The results show that good training is performed, as indicated by the reported metrics such as accuracy and loss, but there is room for improvement that can be generated from the input data. Solutions include increasing the number of images per class, which can help the model better understand the different variations in each category and be more resilient to noise and outliers. It may also be useful to have a more diverse dataset consisting of images from a wider range of sources with different backgrounds, lighting conditions, and other factors. Another alternative would be to use data augmentation, where new training samples can be generated by transformations such as cropping, flipping, or rotating. The graphs shown do not show undertraining or overtraining, as the curves were generated from the training and validation samples. The data was split 80-10-10, with 80% for training, 10% for validation, and 10% for testing. It should be noted that given the architecture related to the classification of objects, the algorithm is not able to identify more than one object for each inference; this can be solved by modifying the architecture of the network by a network of type object detection. In addition, more variables can be added to detect, such as a wider range in the spectrum of ripening identification and ripening states to fruits and vegetables that do not contain them, among others.

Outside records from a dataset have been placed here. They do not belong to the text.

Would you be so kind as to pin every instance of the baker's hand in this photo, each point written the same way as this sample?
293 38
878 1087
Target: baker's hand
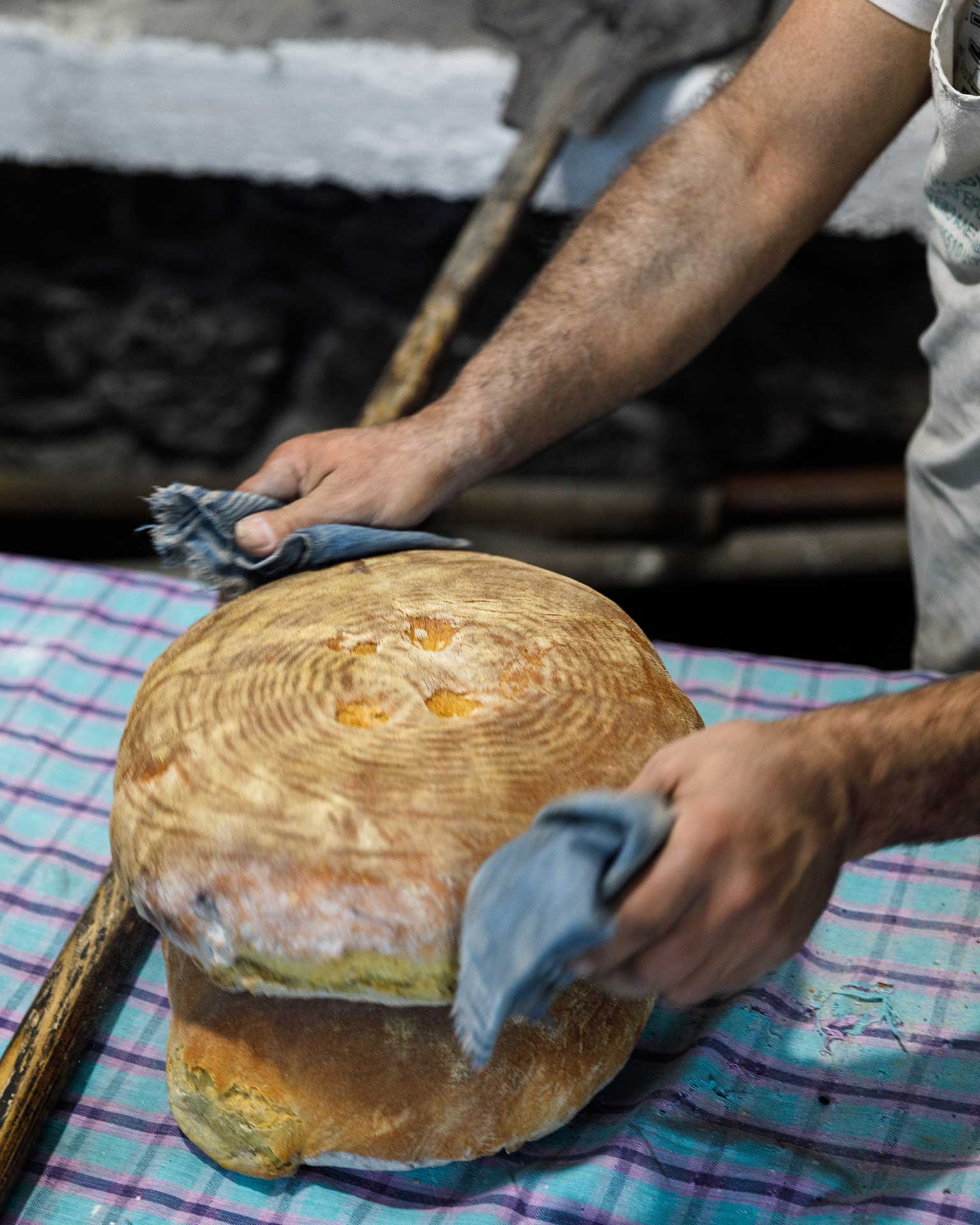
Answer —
762 829
389 475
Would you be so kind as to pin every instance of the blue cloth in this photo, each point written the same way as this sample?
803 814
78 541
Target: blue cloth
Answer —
543 901
197 528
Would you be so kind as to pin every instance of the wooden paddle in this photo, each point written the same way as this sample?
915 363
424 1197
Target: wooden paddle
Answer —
50 1039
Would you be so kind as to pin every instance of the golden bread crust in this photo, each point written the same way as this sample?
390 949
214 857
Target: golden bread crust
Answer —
264 1086
311 776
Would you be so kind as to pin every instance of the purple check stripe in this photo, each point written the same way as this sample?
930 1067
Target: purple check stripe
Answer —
46 850
56 749
64 651
84 707
81 809
708 1121
144 627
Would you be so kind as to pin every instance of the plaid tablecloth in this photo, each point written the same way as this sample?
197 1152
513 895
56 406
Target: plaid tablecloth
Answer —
847 1088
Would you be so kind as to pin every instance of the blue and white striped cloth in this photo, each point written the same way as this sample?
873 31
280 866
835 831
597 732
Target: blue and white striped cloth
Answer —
543 901
197 528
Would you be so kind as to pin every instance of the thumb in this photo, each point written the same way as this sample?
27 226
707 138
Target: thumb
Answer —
262 535
664 769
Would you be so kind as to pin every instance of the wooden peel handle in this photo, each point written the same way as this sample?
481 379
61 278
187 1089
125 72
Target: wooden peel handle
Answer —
483 239
50 1039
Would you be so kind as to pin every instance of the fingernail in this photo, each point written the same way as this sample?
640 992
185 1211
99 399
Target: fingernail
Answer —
255 536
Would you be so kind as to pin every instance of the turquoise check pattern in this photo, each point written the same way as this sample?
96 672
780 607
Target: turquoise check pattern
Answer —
843 1089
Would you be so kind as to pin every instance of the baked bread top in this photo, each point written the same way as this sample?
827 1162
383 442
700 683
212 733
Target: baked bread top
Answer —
311 776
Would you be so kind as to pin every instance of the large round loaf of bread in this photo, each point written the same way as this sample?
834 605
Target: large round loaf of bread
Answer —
265 1085
306 784
311 776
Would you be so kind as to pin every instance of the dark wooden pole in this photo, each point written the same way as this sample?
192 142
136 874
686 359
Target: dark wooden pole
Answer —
50 1039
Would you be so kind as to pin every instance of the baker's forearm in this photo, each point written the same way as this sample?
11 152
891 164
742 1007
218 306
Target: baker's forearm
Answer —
690 233
912 764
653 274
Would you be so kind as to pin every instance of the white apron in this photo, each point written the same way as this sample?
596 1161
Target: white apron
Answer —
944 461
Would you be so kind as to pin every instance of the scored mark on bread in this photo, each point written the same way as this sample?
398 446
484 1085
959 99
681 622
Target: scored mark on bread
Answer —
452 706
359 648
428 634
360 715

Table 6 shows comparisons related to the classification of fruits and vegetables as well as the determination of ripeness. According to the table, there is a better performance compared to the authors mentioned. It should be noted that the system in general consists of two algorithms, but they were trained separately and therefore two different metrics are reported.

As can be seen, the reference [38] shows better accuracy than ours, reporting 99.79%. The reason for this is that our model has 32 classes and the input images for the model have a size of 512 × 512 pixels. In the reference mentioned above, the input images are 100 × 100 pixels in size, and this helps to increase the accuracy, but probably does not do a good job of making inferences.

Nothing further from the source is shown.